# How to Plot a Polygon on X-Y Graph Knowing the Radius

1. May 31, 2009

### quddusaliquddus

1. The problem statement, all variables and given/known data

I want to plot a Regular Polygon of many sides on a X-Y graph where I know the number of sides and the radius.

I would like a method to calculate the position of the corners of this shape without using compass/ruler.

If there was an algorithm that goes all the way around the shape then that'd be better.

2. Relevant equations

x^2 + y^2 = r^2

http://en.wikipedia.org/wiki/Polygon" [Broken]

3. The attempt at a solution

Im afraid Im completely stuck on this. I keep going from calculating all the angles and length of sides of each triangle segment of the polygon to a x-y graph where I am trying to calculate the x-y coordinates of the corners.

Last edited by a moderator: May 4, 2017
2. May 31, 2009

3. Jun 1, 2009

### quddusaliquddus

Hi.
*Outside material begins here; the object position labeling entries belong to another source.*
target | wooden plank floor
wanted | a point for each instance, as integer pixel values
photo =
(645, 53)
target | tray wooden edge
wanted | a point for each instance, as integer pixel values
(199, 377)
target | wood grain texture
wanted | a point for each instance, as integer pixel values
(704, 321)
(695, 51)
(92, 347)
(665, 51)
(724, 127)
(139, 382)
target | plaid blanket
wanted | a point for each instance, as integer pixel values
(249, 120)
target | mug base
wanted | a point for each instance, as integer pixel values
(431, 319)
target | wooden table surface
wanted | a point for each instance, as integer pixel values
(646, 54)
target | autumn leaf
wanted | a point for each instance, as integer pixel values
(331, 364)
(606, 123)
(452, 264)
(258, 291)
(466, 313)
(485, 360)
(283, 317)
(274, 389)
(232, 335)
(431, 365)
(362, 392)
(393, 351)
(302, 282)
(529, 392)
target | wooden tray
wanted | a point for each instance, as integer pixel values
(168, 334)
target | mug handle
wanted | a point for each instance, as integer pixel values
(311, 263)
At the link I provided there is a formula:

(x,y) = 2R(cos(t), sin(t) )*sin ( t + arcsin ( a / 2R ) )

I just wanted to get ot confrmed that it is correct. It doesnt look it.

4. Jun 1, 2009

### HallsofIvy

Staff Emeritus
That formula will give a "smooth" curve, not a "broken line" as you need for a polygon.

If you want to construct a regular polygon with n sides, radius r, center at $(x_0,y_0)$, the line from the center to one vertex making angle $\theta$ with the x-axis, the coordinates of the vertices are given by

$$x= x_0+ r cos(\left(\frac{2\pi}{n}\right)i+ \theta)$$

$$y= y_0+ r sin(\left(\frac{2\pi}{n}\right)i+ \theta)$$

Where i runs from 0 to n-1.

5. Jun 4, 2009

### quddusaliquddus

Thanks. Thats exactly what I needed.